Exploring the biodiversity of Britain’s rivers
1 August 2016
The impact of river biodiversity on the unique supply of valuable goods and services, such as fish and fresh water, is being explored in the Keynote Science lecture at this year’s National Eisteddfod.
Dr Siân Griffiths, from Cardiff University School of Biosciences and the University's Water Research Institute, will present the lecture at 1pm on Thursday 4 August to discuss the serious threats facing rivers and the communities that depend on them.
The presentation will begin with an overview of the past and future pressures that rivers and their water sources are under, and the problem of water security and supply. Using electronic voting keypads, the audience will then take part in a unique interactive poll and discussion where their responses will be developed into river management solutions. The talk will conclude with a short film, narrated by TV presenter Dr Rhys Jones, to explore how some of the audience’s solutions might impact the future of Welsh uplands.
Dr Griffiths explained how biodiversity can impact the benefits rivers provide for us.

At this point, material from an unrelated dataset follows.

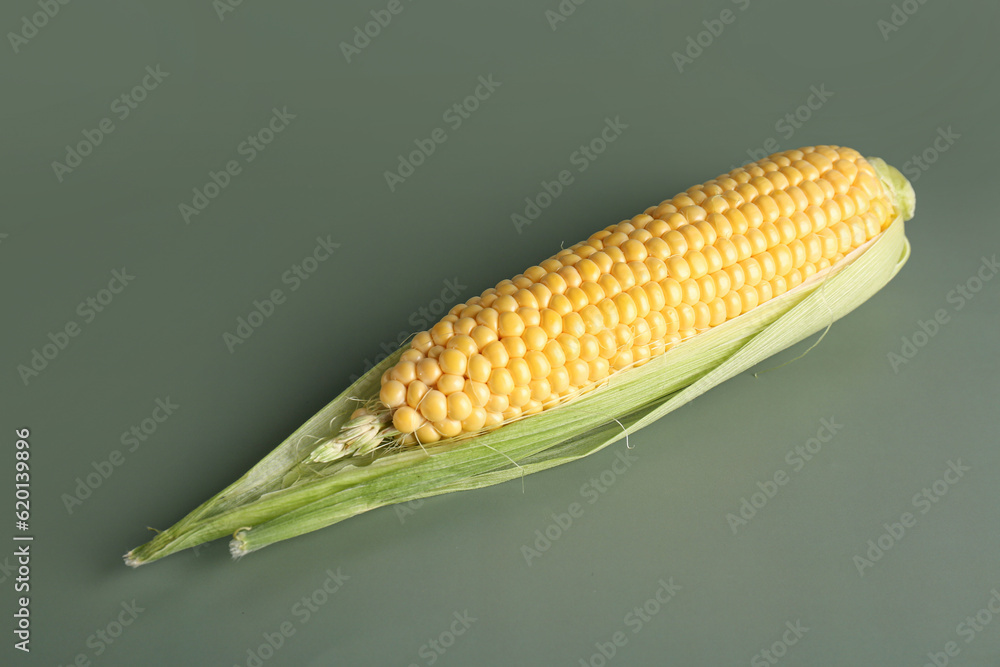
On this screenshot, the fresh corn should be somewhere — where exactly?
[374,146,896,444]
[125,146,915,566]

“The UK has 389,000 km of rivers and these are some of our most important natural assets. A multitude of river organisms working together in an intricate web of life is needed for the river processes to contribute to water clarification, purification and production of charismatic species like fish and birds. So, not only do our river organisms have strong cultural value, but they also support the UK’s water industry, worth £10 billion per year.
Worryingly, pressures on ecosystems will grow in the future and these important services are at risk as land use intensifies, water demands increase and the climate continues to change. I’m delighted that the Eisteddfod is giving timely prominence to these important issues.
This is a fantastic opportunity for me to showcase how research led by Cardiff University and conducted with stakeholder partners in the uplands of Wales can benefit both river landscapes and the communities depending on them."
Dr Griffiths is also delivering a separate hands-on demonstration to the public in the Cardiff University tent, discussing the impact of alien species introductions on native river ecosystems.